I've been thinking about the steer that AS gave at the AGM that AVA6000 would likely be targeting ovarian and soft tissue sarcoma in the dose expansion phase and what we might infer from that. I was particularly wondering how they had concluded that those were the cancer types to target and why, for example, not include pancreatic cancer or maybe breast cancer?
Looking at some of the literature, it's clear that different cancers respond differently to different treatments at different stages. So, standard of care not only differs according to the type of cancer, but also according to what stage the cancer has reached. We know that Doxorubicin is a very powerful chemo drug, but it doesn't seem to have universal application in terms of being selected as standard of care for all types of cancer - it's primarily used to treat breast cancer, ovarian cancer, soft-tissue sarcoma and lymphoma (not pancreatic cancer, as far as I can tell).
Perhaps unsurprisingly, the trial may be showing that the most promising results have been seen with two of the main types of cancer for which Dox is already the standard of care i.e. greatest benefit is derived from taking a drug that already works well for a particular cancer and super-charging it. Presumably, it will also be relatively easier to seek approval for a pro-drug that is already the accepted standard of care, than to try and broaden its application and displace completely different drugs used for other types of cancer.
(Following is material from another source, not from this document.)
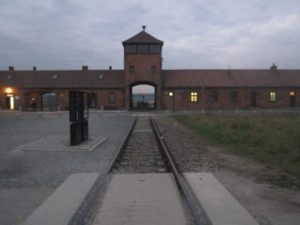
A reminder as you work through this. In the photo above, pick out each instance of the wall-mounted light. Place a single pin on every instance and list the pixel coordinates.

So what can we infer from this? Well, I think we can be pretty certain that the trial must include patients suffering from ovarian cancer and soft tissue sarcoma - otherwise, how could they possibly be confident of targeting those in the next phase? And then that leads to a further inference, which is that either those are the only two types of cancer that the patients in the trial have (unlikely), or that there are other cancer types included, but that those have responded relatively less well. That wouldn't be a surprise, because ordinary Dox has varying efficacy for different types of tumours, so Pro-Dox probably will do too. But, crucially, that difference could only be observed if the drug was having an effect on the tumours i.e. AVA6000 is being cleaved in the TME and the Dox is being released - it must be working, otherwise, how could you determine which cancer types to target in the next phase?
Just listened to the presentation and they have an incredibly impressive offering - I was struck by the M&A pricing info too, which gives an indication of what someone would pay for YGEN (i.e. around £375m - interesting slip of the tongue there from Lyn when he was talking about revenues). The Ranger tech sounds like a real differentiator that will drive huge value in the US and globally and could be very attractive to a larger player.
To be fair to Lyn, they really do have all their ducks lined up now - a hugely broad platform that's primed to drive real growth across a much wider range of global markets than ever before.
I'm feeling very excited again by the prospects here.